Travaux de bouclage des deux volumes de la Bibliothèque rouge sur des capitales, Paris et Londres (parution mars 2013), en compagnie d’Alexandre Mare. Nous venons de trouver les citations qui figureront sur les rabats de couvertures, un Français brossant le portrait de Londres et un Irlandais faisant celui de Paris…

La rue luisante où tout se mire ;
Le bus multicolore, le cab noir, la girl en rose
Et même un peu de soleil couchant, on dirait…
Les toits lavés, le square bleuâtre et tout fumant…
Les nuages de cuivre sali qui s’élèvent lentement…
(Valéry Larbaud)

Paris s’éveille débraillé, une lumière crue dans ses rues citron. La pulpe moite des croissants fumants, l’absinthe couleur de rainette, son encens matinal, flattent l’atmosphère, Belluomo quitte le lit de la femme de l’amant de sa femme, la ménagère s’ébranle, un mouchoir sur sa tête, une soucoupe d’acide acétique à la main. (James Joyce)

Vies de villes

Nous venons d’enregistrer les fiches et documents pour nos deux nouveautés de mars 2013 (eh oui, ça se fait vraiment tôt) : Paris, une physionomie et Londres, une physionomie, deux portraits de villes à la manière « Bibliothèque rouge ». Ces deux volumes, sous-titrés « physionomie », étendent le principe des biographies fictives à deux capitales européennes, en brossant leur portrait. Une biographie de grande cité qui passe par l’étude successive de ses grandes époques modernes, racontées en portant l’attention sur l’aspect de la ville à chaque période (architecture, ambiance), les modes et mouvements qui la définissent, les grands personnages emblématiques de chaque époque (Sherlock Holmes pour la période victorienne tardive, Hercule Poirot pour l’entre-deux-guerres à Londres, Nestor Burma pour le Paris 1950, etc.), le contexte historique et social, les grandes figures (fictives – héros de polar par exemple – et réelles – grands écrivains, par exemple), le tout mêlé d’anecdotes humaines tirées de l’histoire comme des romans.
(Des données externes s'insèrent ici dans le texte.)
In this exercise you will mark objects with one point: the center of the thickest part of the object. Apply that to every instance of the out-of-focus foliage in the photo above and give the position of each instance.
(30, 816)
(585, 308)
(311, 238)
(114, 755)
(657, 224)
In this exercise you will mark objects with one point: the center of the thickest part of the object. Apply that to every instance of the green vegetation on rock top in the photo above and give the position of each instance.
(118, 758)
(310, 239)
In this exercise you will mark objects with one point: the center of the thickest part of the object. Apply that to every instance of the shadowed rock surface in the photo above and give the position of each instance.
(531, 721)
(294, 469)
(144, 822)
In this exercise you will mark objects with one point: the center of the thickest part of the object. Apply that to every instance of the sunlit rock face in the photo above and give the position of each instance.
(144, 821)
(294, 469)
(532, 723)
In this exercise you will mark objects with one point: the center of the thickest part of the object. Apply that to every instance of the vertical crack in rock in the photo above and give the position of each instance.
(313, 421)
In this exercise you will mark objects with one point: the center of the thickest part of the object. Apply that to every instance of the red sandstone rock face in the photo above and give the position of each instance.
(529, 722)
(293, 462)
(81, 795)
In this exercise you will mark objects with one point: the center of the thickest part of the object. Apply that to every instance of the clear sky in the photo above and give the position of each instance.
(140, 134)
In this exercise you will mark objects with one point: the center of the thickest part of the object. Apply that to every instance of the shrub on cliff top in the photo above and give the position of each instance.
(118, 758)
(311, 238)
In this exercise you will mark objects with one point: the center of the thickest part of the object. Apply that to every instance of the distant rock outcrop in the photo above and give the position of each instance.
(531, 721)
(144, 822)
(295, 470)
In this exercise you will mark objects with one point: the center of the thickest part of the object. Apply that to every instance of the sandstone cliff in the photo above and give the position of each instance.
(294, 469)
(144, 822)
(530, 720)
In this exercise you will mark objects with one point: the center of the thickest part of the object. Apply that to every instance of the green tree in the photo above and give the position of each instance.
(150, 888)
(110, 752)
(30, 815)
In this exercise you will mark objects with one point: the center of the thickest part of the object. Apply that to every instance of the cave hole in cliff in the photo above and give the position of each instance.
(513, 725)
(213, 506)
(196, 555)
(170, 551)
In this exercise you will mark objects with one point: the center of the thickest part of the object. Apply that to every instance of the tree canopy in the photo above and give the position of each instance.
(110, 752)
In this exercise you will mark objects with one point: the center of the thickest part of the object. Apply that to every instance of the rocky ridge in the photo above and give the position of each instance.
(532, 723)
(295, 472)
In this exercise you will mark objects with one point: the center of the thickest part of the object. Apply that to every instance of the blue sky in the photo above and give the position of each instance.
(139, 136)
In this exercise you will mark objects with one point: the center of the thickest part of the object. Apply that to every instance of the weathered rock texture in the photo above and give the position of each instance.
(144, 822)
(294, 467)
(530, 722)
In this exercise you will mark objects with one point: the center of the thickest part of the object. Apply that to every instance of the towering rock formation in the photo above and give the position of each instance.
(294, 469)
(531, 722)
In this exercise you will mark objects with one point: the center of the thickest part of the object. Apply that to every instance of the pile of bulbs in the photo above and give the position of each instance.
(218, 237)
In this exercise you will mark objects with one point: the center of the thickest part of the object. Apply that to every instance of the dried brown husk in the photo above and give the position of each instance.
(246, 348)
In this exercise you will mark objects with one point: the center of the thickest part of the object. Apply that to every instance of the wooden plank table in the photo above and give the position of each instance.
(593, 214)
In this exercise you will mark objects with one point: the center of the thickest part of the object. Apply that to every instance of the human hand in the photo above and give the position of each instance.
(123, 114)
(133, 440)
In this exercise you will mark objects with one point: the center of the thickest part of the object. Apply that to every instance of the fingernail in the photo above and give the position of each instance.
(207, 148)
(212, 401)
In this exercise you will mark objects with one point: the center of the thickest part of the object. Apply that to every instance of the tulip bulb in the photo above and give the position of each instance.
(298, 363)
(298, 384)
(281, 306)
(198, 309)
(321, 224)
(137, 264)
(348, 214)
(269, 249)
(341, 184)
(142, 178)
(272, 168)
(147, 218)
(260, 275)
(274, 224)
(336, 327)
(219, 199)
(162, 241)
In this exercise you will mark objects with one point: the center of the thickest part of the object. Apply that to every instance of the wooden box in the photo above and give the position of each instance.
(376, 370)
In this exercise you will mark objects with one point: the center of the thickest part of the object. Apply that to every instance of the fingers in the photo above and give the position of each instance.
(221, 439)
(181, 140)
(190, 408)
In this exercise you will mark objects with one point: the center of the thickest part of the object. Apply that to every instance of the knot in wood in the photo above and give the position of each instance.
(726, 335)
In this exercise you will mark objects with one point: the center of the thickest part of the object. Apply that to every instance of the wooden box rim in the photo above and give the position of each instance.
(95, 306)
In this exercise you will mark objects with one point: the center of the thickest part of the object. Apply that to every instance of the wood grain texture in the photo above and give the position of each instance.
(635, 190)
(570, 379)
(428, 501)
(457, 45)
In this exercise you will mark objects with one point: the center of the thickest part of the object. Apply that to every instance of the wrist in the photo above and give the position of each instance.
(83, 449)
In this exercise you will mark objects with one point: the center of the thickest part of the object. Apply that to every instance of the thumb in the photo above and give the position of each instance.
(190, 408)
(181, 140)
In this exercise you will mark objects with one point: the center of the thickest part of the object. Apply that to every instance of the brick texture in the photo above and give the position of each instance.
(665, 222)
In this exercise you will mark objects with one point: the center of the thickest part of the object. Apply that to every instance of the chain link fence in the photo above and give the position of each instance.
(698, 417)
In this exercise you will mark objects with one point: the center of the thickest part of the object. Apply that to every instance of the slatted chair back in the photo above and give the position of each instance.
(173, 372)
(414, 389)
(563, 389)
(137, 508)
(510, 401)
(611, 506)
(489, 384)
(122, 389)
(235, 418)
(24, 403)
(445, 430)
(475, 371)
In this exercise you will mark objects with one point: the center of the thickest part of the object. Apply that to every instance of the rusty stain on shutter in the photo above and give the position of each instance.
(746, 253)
Ce portrait est complété par des témoignages d’écrivains ou de voyageurs (textes rares, français ou traduits), des encarts sur tel ou tel aspect précis (la pluie, par exemple), et par une série de promenades littéraires complètement originales, longuement mises au point, documentées et testées (une traversée de Londres dans les pas de Sherlock Holmes ; le Londres des visionnaires et des révolutionnaires, de Rimbaud à Lénine ; une balade le long de la Tamise, de Richmond à Hammersmith ; le Paris des crimes et de l’étrange de Fantômas ; une « toporgraphie » par Nicholas Royle…). Le but est de brosser les portraits de ces villes à travers leurs fictions et leurs mouvements littéraires, de vraiment peindre ainsi leur visage changeant au fil des ans, pour les amateurs de voyages et pour tout ceux qui aiment les nombreuses fictions consacrées à ces deux grandes capitales.